American classical violinist

Ida Divinoff (3 Mar 1889 – 20 September 1972) was an American classical violinist and the first woman violinist to play on a major American symphony orchestra. She often performed with her pianist sister Sarah Divinoff.

== Biography ==
Ida Divinoff, born Ida Cohn, was born into a musical Jewish family in Milwaukee, Wisconsin. Her parents were Nathan and Rosa Cohn, immigrants from Eastern Europe. Ida's father was a musician, her sister Sarah Divinoff-Kellner, older than her by three years, often accompanied her on piano, another sister Clara was a music instructor and her brother Harold was a professional musician.
She was performing by 1905 and at that time was reported to have been a pupil of Eugène Ysaÿe. Sometime between 1905 and 1913 she travelled to Europe and studied under Otakar Ševčík. She also received lessons from Leopold Auer. By 1913 she adopted the name Ida Divinoff and was often reported as being Russian or European born. She returned to the United States by 1913 and toured the country with John McCormack, the Irish tenor. She performed in New York City in June 1914 to a rave review in the Brooklyn Daily Eagle. She toured the country in 1914 with Orpheum, a burlesque show. She joined the Detroit Symphony Orchestra in December 1918, which was then directed by Ossip Gabrilowitsch.
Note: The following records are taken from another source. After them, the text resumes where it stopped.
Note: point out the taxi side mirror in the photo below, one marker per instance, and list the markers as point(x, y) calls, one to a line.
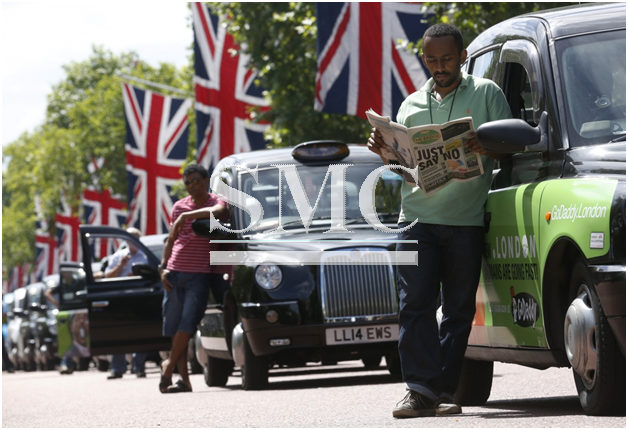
point(509, 136)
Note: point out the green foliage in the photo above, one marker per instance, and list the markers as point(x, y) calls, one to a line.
point(84, 120)
point(281, 41)
point(85, 117)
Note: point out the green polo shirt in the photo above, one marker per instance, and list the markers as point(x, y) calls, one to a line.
point(458, 203)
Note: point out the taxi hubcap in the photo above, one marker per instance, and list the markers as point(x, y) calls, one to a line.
point(580, 343)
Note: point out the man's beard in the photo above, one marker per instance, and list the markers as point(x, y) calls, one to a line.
point(449, 82)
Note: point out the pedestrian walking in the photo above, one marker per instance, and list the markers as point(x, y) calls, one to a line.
point(187, 275)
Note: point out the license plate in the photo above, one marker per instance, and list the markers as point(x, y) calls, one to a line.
point(362, 334)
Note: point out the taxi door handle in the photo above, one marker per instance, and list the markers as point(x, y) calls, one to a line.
point(100, 304)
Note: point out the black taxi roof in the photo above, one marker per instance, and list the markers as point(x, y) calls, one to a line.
point(358, 153)
point(555, 24)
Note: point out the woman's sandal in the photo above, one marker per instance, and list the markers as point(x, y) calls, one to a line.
point(179, 387)
point(164, 382)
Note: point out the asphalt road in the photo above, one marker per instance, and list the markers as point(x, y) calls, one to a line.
point(345, 395)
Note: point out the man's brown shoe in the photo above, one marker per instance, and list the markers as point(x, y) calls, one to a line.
point(414, 405)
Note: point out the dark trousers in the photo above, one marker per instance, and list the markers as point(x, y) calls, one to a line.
point(449, 257)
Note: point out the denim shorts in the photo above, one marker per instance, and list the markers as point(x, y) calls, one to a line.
point(184, 306)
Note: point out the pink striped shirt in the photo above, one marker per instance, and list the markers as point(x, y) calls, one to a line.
point(190, 252)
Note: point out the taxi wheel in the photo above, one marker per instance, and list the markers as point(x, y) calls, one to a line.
point(597, 363)
point(254, 370)
point(217, 371)
point(476, 381)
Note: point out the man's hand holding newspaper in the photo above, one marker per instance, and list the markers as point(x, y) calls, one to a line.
point(437, 151)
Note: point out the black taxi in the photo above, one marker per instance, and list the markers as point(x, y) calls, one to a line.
point(553, 287)
point(310, 251)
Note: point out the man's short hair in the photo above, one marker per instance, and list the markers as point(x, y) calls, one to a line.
point(195, 168)
point(442, 30)
point(134, 231)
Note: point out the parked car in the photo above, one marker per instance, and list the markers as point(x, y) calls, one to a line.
point(124, 313)
point(7, 316)
point(553, 287)
point(28, 310)
point(45, 315)
point(15, 317)
point(298, 294)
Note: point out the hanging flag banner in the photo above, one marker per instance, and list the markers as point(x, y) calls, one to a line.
point(225, 92)
point(156, 147)
point(67, 226)
point(46, 259)
point(360, 65)
point(100, 207)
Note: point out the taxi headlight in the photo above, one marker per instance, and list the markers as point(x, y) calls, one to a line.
point(268, 276)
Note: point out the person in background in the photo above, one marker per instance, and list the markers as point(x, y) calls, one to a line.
point(187, 275)
point(121, 264)
point(447, 232)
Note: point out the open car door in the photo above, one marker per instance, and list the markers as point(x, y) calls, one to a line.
point(124, 312)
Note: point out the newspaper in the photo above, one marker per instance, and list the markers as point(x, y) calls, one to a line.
point(437, 150)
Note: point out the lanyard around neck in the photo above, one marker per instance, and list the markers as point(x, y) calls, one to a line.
point(450, 108)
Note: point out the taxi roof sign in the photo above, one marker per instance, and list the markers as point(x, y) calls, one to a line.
point(320, 151)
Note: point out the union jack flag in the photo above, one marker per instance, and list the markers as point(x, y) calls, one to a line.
point(67, 225)
point(359, 63)
point(15, 278)
point(156, 147)
point(45, 246)
point(225, 92)
point(100, 207)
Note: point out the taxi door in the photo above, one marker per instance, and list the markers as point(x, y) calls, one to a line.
point(509, 302)
point(124, 312)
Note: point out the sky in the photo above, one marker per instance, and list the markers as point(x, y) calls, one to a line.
point(38, 37)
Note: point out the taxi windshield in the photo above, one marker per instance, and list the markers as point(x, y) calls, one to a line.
point(270, 195)
point(594, 70)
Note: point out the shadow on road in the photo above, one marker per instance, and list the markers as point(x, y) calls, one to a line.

In her 70s, Ida continued to perform as a member of Chicago's City Symphony Orchestra, an orchestra composed of senior citizens.

Ida married Harry Rothberg, a sign painter, in Detroit, Michigan, in March 1921. After her sister's Sarah's passing, she married her sister's husband, the artist Charles H. Kellner.
Ida died 20 September 1972 in Chicago.